Thursday, 08 October 2015 20:35
LONDON: Sterling retreated from a two-week high against the dollar after minutes on Thursday from a meeting of the Bank of England’s rate-setting committee suggested policymakers were in no hurry to raise interest rates.
The nine-member Monetary Policy Committee voted 8-1 to keep rates at a record-low 0.5 percent month, as expected, and most saw a relatively soft outlook for inflation.
That dashed expectations amongst some investors who hoped the BoE would send a message it was not comfortable with their pricing on when rates would start to rise. Investors are currently factoring in the chance of the first rate hike in the last quarter of 2016.
“The minutes took a dovish tone, giving the impression that renewed concerns were on the table for inflation forecasts,” said Alex Lydall, senior currency trader at Foenix Partners, a firm which offers hedging solutions to UK companies.
Sterling fell to $ 1.5270, down 0.3 percent on the day having traded at $ 1.5345 beforehand and down from a two-week high of $ 1.5373 hit earlier in the day. The euro traded 0.5 percent higher at 73.71 pence, having dealt at 73.605 before the minutes were released.
Sterling has been underpinned for most of this year by expectations the BoE was likely to follow the Federal Reserve in raising rates, but that view has been challenged given a global slowdown.

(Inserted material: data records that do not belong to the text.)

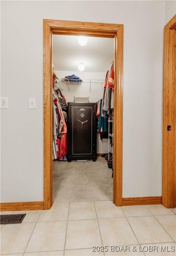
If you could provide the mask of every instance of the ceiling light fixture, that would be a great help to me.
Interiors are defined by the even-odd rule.
[[[80,45],[84,46],[87,43],[87,36],[78,36],[78,41]]]
[[[84,70],[84,66],[83,62],[79,62],[78,69],[79,71],[83,71]]]

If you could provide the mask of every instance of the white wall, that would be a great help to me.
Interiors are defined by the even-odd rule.
[[[43,19],[124,24],[123,197],[160,196],[164,2],[1,4],[2,202],[43,199]]]
[[[167,1],[165,3],[165,25],[176,13],[176,1]]]
[[[105,80],[106,72],[80,72],[77,71],[61,71],[56,70],[57,77],[59,79],[63,78],[66,76],[74,74],[81,78],[83,81],[91,79]],[[59,79],[59,80],[60,80]],[[90,102],[96,102],[103,96],[104,82],[102,83],[91,83],[91,91],[90,91],[90,83],[83,82],[81,83],[71,83],[69,86],[70,91],[68,91],[67,84],[64,82],[60,82],[59,85],[63,88],[62,93],[65,96],[67,102],[72,102],[74,97],[89,97]],[[100,139],[99,134],[97,134],[97,153],[107,153],[108,151],[108,140],[104,139]]]

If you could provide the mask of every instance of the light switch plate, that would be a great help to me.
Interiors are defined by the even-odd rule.
[[[29,108],[30,109],[36,109],[36,104],[35,98],[29,98]]]
[[[8,108],[8,97],[1,97],[1,108]]]

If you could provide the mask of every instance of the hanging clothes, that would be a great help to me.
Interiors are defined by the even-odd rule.
[[[111,73],[111,71],[113,68],[114,67],[114,61],[113,61],[111,64],[108,72],[108,81],[109,81],[109,78],[110,77],[110,75]],[[107,84],[106,85],[106,90],[105,92],[104,96],[104,102],[103,102],[103,108],[102,108],[102,114],[104,116],[105,115],[104,111],[108,111],[109,110],[109,107],[110,105],[110,97],[111,95],[111,91],[110,90],[110,88],[108,86]]]
[[[54,84],[56,79],[53,80]],[[53,159],[59,161],[66,156],[67,150],[67,112],[68,108],[65,98],[59,89],[52,89],[53,102]]]

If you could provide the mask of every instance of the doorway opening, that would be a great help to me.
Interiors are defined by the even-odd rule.
[[[114,44],[53,35],[53,203],[113,200]]]
[[[114,175],[113,181],[113,201],[116,205],[120,206],[122,205],[123,34],[123,25],[121,25],[107,24],[105,23],[94,23],[89,22],[71,22],[64,21],[44,20],[44,208],[45,209],[49,209],[52,206],[53,203],[53,152],[52,151],[52,146],[53,144],[52,124],[53,119],[52,115],[53,105],[52,97],[52,87],[53,81],[52,72],[52,63],[54,63],[53,61],[54,55],[52,54],[52,53],[53,52],[54,45],[54,44],[53,44],[53,46],[52,43],[53,42],[53,40],[54,40],[54,36],[55,36],[56,35],[64,35],[62,36],[65,36],[65,35],[87,36],[88,37],[88,39],[89,40],[90,40],[90,39],[91,38],[94,38],[95,37],[97,38],[106,38],[107,39],[114,38],[113,44],[114,50],[113,54],[114,57],[113,59],[114,61],[113,64],[114,64],[114,107],[113,116],[113,122],[114,123],[113,125],[114,129],[114,141],[113,143]],[[90,37],[93,37],[91,38]],[[101,39],[103,39],[103,38],[102,38]],[[106,39],[106,38],[104,39]],[[97,39],[100,39],[97,38]],[[52,59],[53,56],[53,60]],[[59,60],[59,61],[60,61],[60,60]],[[111,64],[111,63],[109,63],[109,64]],[[82,63],[79,63],[79,65],[81,66],[82,65],[82,66],[83,65]],[[58,71],[59,71],[59,70]],[[60,70],[60,71],[62,71]],[[74,70],[73,70],[73,71],[74,71]],[[59,78],[57,77],[57,78],[61,78],[61,80],[62,78],[63,79],[63,83],[65,84],[64,85],[67,87],[67,89],[68,91],[69,91],[71,86],[71,85],[69,83],[70,81],[68,81],[68,80],[67,81],[67,78],[65,78],[65,77],[68,77],[69,73],[67,73],[66,75],[65,75],[65,74],[61,74],[61,73],[59,73],[58,72],[57,73],[58,76],[60,77]],[[57,72],[56,72],[55,74],[56,76],[57,76]],[[80,79],[79,76],[77,74],[72,74],[71,73],[70,74],[70,75],[73,74],[77,76],[77,77],[79,77],[79,78],[78,78],[77,77],[74,77],[73,78],[73,79]],[[91,78],[89,77],[89,79],[90,79]],[[84,77],[84,78],[85,79],[85,77]],[[99,79],[99,78],[98,79]],[[104,80],[105,78],[104,78]],[[58,80],[59,81],[59,79],[58,79]],[[55,82],[55,81],[54,80],[54,85]],[[74,82],[74,81],[72,82]],[[89,82],[90,82],[90,81],[89,81]],[[92,82],[91,84],[91,87],[92,87],[92,90],[93,90],[93,87],[92,87],[93,86],[93,84]],[[62,88],[63,87],[62,86]],[[73,88],[73,87],[72,87],[72,88]],[[90,91],[91,92],[91,88],[90,89]],[[75,90],[75,91],[76,91]],[[61,92],[62,93],[61,91]],[[74,96],[75,97],[77,97],[78,96],[79,96],[79,95],[77,95],[76,94],[75,94],[75,96]],[[72,98],[73,95],[72,95],[71,97]],[[80,98],[80,97],[78,97],[78,98]],[[82,97],[81,97],[81,98],[82,98]],[[100,98],[101,98],[100,96]],[[98,100],[98,98],[100,98],[98,97],[97,99]],[[82,99],[81,100],[82,100]],[[76,101],[73,101],[73,100],[72,100],[72,102],[73,101],[75,101],[74,103],[75,105],[77,105],[78,104],[79,110],[80,109],[82,110],[82,109],[85,109],[85,108],[81,107],[80,108],[80,105],[82,103],[78,103],[78,101],[79,100],[80,100],[80,99],[79,100],[78,99],[78,100],[77,99]],[[68,101],[68,100],[67,100]],[[95,100],[94,100],[93,102],[95,102]],[[92,106],[91,105],[90,107],[90,108],[92,108],[92,111],[91,111],[91,111],[92,114],[92,117],[91,119],[92,124],[92,129],[91,131],[92,131],[92,135],[93,137],[94,137],[94,136],[92,134],[92,131],[93,130],[92,127],[94,126],[94,129],[95,129],[95,129],[96,129],[96,126],[94,126],[96,122],[95,122],[94,124],[92,120],[94,118],[94,116],[95,116],[95,113],[97,113],[97,109],[98,108],[98,103],[96,105],[96,104],[95,104],[94,109],[93,109],[93,105]],[[97,102],[97,101],[96,101],[96,102]],[[64,102],[63,102],[63,103],[64,104]],[[84,103],[85,104],[86,104]],[[91,104],[91,102],[90,102],[87,104]],[[76,148],[76,147],[75,147],[76,143],[75,140],[75,138],[74,137],[74,136],[73,136],[73,133],[74,134],[75,132],[77,132],[77,130],[78,129],[78,121],[77,121],[77,120],[78,119],[78,118],[77,118],[76,117],[76,119],[72,118],[72,119],[71,115],[74,115],[75,117],[77,117],[76,115],[78,114],[76,112],[76,111],[74,112],[73,111],[74,107],[76,108],[75,106],[74,107],[73,106],[72,106],[71,105],[72,104],[71,103],[69,103],[68,104],[67,107],[68,107],[68,120],[70,120],[68,122],[69,123],[70,122],[70,124],[71,122],[70,122],[71,119],[72,120],[76,120],[77,121],[76,122],[77,123],[77,128],[76,127],[76,132],[74,130],[73,130],[74,132],[73,133],[73,124],[71,125],[69,124],[69,126],[70,125],[71,129],[69,129],[68,126],[68,144],[70,143],[70,144],[68,147],[68,148],[69,149],[68,152],[67,154],[63,156],[63,157],[62,157],[61,158],[61,159],[63,158],[63,159],[61,160],[61,161],[58,161],[57,164],[59,164],[59,166],[61,166],[60,165],[62,165],[63,166],[64,164],[65,164],[67,165],[74,165],[74,163],[76,163],[77,164],[81,164],[80,165],[79,167],[81,166],[81,168],[79,169],[79,171],[80,171],[80,170],[81,170],[81,168],[86,168],[86,167],[85,167],[85,164],[87,164],[87,166],[88,166],[91,164],[97,164],[98,165],[100,163],[100,161],[99,162],[98,159],[95,163],[92,161],[91,162],[89,162],[89,160],[88,160],[88,162],[87,162],[81,161],[81,162],[78,163],[77,162],[73,162],[73,161],[71,163],[70,162],[71,161],[72,161],[73,160],[74,160],[75,159],[78,160],[87,160],[85,159],[85,158],[82,155],[81,156],[79,157],[78,157],[77,156],[78,154],[80,153],[78,151],[77,152],[79,148],[78,149],[77,148]],[[78,107],[77,106],[76,107],[77,108],[78,108]],[[83,112],[83,111],[82,112]],[[84,116],[83,116],[83,114],[84,114]],[[82,116],[81,115],[81,114],[82,114]],[[70,116],[69,116],[69,115]],[[81,117],[80,117],[80,119],[81,118],[84,118],[86,116],[86,114],[84,114],[84,113],[81,112],[80,115],[80,116]],[[80,122],[79,121],[79,124],[80,124],[80,127],[81,127],[81,128],[79,127],[79,128],[82,130],[81,132],[83,131],[83,129],[85,129],[86,127],[88,127],[87,123],[89,122],[89,121],[88,118],[89,117],[87,116],[87,120],[86,119],[85,121],[83,120],[84,122],[83,121],[82,121],[82,120]],[[80,124],[79,124],[79,123],[80,123]],[[74,125],[75,127],[75,124]],[[83,126],[84,127],[84,128]],[[72,131],[71,132],[71,131]],[[87,132],[88,133],[89,131],[88,130],[87,130]],[[91,147],[90,147],[89,149],[90,150],[91,149],[93,151],[91,152],[91,154],[90,153],[90,157],[88,158],[88,159],[92,159],[93,161],[95,160],[95,156],[96,157],[96,152],[95,152],[96,151],[96,150],[95,149],[95,142],[96,141],[96,136],[94,136],[94,140],[93,139],[93,140],[91,140]],[[73,145],[74,146],[73,147]],[[77,147],[77,147],[79,148],[79,147]],[[72,151],[70,149],[71,148],[72,149]],[[74,149],[73,150],[73,148]],[[84,149],[84,148],[83,148],[82,147],[82,150]],[[87,149],[86,149],[86,150],[88,151],[89,151],[89,150],[88,150]],[[88,152],[87,153],[88,153]],[[101,154],[102,153],[103,153],[103,152],[100,152]],[[83,154],[84,153],[83,152]],[[76,159],[76,158],[75,158],[75,155],[74,155],[74,154],[75,155],[76,155],[76,157],[78,158],[77,159]],[[60,156],[60,157],[61,156]],[[64,161],[63,161],[63,159],[64,159],[64,157],[68,158],[67,160],[68,162],[64,162]],[[99,157],[99,156],[98,156],[98,158]],[[101,158],[101,157],[100,156],[100,157]],[[100,162],[102,159],[103,158],[100,160]],[[65,158],[65,160],[66,160]],[[104,159],[103,160],[105,161]],[[66,161],[65,161],[65,162]],[[106,161],[104,162],[104,163],[105,165],[107,164]],[[54,163],[53,165],[54,165],[54,164],[55,163]],[[66,165],[65,166],[66,166]],[[92,170],[92,167],[90,166],[89,167],[89,168],[90,170],[89,173],[90,173],[90,170]],[[68,168],[66,168],[66,169],[68,170]],[[88,172],[88,173],[89,173],[89,172]],[[65,174],[65,173],[64,174]],[[68,177],[68,176],[66,175],[65,177]],[[79,177],[79,175],[77,177]],[[86,176],[85,177],[86,177]],[[100,175],[100,177],[102,178],[102,175]],[[111,179],[112,179],[111,178]],[[64,179],[64,178],[63,180]],[[97,180],[98,180],[97,179]],[[79,184],[81,184],[82,186],[82,191],[84,190],[84,189],[85,191],[86,190],[86,187],[84,183],[84,181],[85,181],[85,179],[83,179],[82,181],[80,181],[79,182]],[[71,185],[71,181],[69,185],[68,184],[65,184],[65,185],[63,186],[64,189],[66,189],[67,186],[68,188],[68,186]],[[75,188],[76,186],[76,185],[75,184]],[[111,189],[107,189],[106,190],[110,190]],[[65,191],[65,192],[64,192],[64,189],[62,190],[61,193],[62,193],[64,199],[63,200],[65,200],[65,198],[64,197],[65,196],[66,193]],[[76,194],[76,193],[75,193],[75,195]],[[95,194],[96,194],[96,192],[95,192]],[[55,198],[56,198],[57,197],[58,201],[60,201],[62,197],[61,195],[60,194],[58,195],[58,196],[56,196]],[[105,195],[106,197],[106,195]],[[80,195],[79,198],[80,196],[81,195]],[[102,198],[102,200],[103,200],[103,199],[104,198]],[[92,200],[94,200],[94,198],[92,198]],[[75,201],[75,200],[76,201],[77,200],[77,199],[74,199],[74,198],[73,200],[73,201]],[[88,200],[90,200],[90,198],[88,199]],[[105,200],[106,200],[105,198]],[[79,201],[80,201],[81,200],[81,198],[80,198]],[[86,199],[85,200],[87,200]]]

The minutes showed that while policymakers were relaxed about overseas developments, some thought the outlook for Britain was a bit weaker than in the BoE’s last set of quarterly forecasts in August.
Earlier this week, the International Monetary Fund cut its global growth forecasts for a second time this year on Tuesday, citing weak commodity prices and a slowdown in China. It also trimmed growth prospects for Britain, and expects the economy to grow at 2.5 percent in 2015 and 2.2 percent in 2016.
Still, the UK economy was doing much better than others with the labour market showing less slack and productivity rising.
And data on Wednesday showed a jump in industrial and manufacturing output in August.
“We would expect some sterling weakness in the short term, but the effects of the minutes should be limited,” said Richard Cochinos, currency strategist at Citi.
“Sterling will be increasingly sensitive to inflation surprises, but we retain our medium term view of euro heading lower against the pound in October.”